Rok 1827 – urodziła się E. White, konkurentka pastora Russella
Ellen G. Harmon, po mężu White, urodziła się w ubogiej rodzinie. Pewien przypadek sprawił, że mając 9 lat dostała kamieniem w nos, co spowodowało uszczerbek na zdrowiu na całe jej życie.
Wielu dopatruje się w tym jej ‘daru proroctwa’:
„Tutaj, gdy miałam dziewięć lat, zdarzył się wypadek, który miał wpływ na całe moje życie. Szłam z moją siostrą-bliźniaczką i z jedną koleżanką szkolną przez łąkę w Portlandzie, kiedy jakaś dziewczyna w wieku około trzynastu lat, która z powodu jakiejś drobnostki wpadła w gniew i rzuciła kamieniem, który mnie uderzył w nos. Zostałam okaleczona, straciłam przytomność i upadłam na ziemię. (...) Nie pamiętam niczego co się wydarzyło po tym wypadku. Moja mama mówiła, że nie reagowałam na nic, i że leżałam nieprzytomna przez trzy tygodnie. (...) Kiedy ponownie wróciła mi świadomość, miałam wrażenie jakbym cały czas spała. Nie pamiętam tego wydarzenia i nie znałam przyczyny mej choroby. Zrobiono dla mnie dużą kołyskę i leżałam w niej przez wiele tygodni. Schudłam tak, że wyglądałam jak szkielet. (...) Dwa lata nie mogłam oddychać przez nos” (Życie i działanie Ellen G. White Kowale 2005 s. 17-18).

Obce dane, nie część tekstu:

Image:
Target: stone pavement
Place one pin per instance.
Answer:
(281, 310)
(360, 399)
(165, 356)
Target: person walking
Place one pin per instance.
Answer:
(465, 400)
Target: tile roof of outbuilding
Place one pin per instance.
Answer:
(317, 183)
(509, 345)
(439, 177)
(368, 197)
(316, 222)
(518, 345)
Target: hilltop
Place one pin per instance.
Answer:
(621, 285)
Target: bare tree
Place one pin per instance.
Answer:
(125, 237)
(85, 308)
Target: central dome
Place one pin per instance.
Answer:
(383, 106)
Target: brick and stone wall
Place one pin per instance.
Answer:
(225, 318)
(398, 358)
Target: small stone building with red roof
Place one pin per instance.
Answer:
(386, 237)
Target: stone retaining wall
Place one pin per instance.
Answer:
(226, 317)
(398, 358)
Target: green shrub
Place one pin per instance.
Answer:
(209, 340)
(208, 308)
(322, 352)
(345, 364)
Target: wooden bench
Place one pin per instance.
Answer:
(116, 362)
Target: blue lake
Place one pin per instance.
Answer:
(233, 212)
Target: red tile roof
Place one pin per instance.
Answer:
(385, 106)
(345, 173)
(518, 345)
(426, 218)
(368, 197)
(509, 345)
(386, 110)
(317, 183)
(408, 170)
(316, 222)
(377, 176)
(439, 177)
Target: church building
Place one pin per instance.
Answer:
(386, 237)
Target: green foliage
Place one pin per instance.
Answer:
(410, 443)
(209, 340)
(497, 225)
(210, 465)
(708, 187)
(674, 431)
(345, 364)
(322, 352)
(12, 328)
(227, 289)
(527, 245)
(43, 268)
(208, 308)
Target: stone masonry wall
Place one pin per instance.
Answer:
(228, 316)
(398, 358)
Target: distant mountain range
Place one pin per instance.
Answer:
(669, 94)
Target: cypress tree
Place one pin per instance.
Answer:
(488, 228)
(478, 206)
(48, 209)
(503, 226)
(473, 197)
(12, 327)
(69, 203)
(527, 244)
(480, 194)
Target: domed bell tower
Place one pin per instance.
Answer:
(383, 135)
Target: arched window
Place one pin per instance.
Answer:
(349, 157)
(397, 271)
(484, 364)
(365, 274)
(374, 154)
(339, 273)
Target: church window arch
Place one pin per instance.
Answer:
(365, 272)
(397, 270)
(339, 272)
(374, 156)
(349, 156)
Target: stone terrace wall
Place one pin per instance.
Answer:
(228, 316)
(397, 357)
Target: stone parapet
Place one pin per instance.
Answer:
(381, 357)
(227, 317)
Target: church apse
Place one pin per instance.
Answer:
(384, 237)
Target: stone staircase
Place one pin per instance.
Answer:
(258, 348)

Podobnie, jak ona, Russell, także nazywany prorokiem, i jak ona miał problemy z głową:
„W dwudziestym roku jego życia pewien właściciel nie chciał zrobić z nim kontraktu na wynajęcie pewnego lokalu, ponieważ mniemał, że on umrze pierwej niż skończy się termin kontraktu. Przez 50 lat cierpiał na ustawiczny ból głowy, spowodowany upadkiem, gdy był młodzieńcem a przez 25 lat cierpiał na hemoroidy, wskutek czego w najwygodniejszym nawet krześle nie mógł należycie odpocząć...” (Dokonana Tajemnica 1925 s. 65).
Ona opanowała swym biznesem Waszyngton, a on Nowy Jork.
Jakoś ich drogi się nie krzyżowały i nie zwalczali specjalnie swojej działalności. Tym bardziej że każde z nich odwoływało się do chronologicznych nauk Millera.
Czyżby była jakaś cicha umowa, jak Coca Cola z Pepsi Colą, gdy jedni wzięli pod opiekę Chiny, a drudzy ZSRR?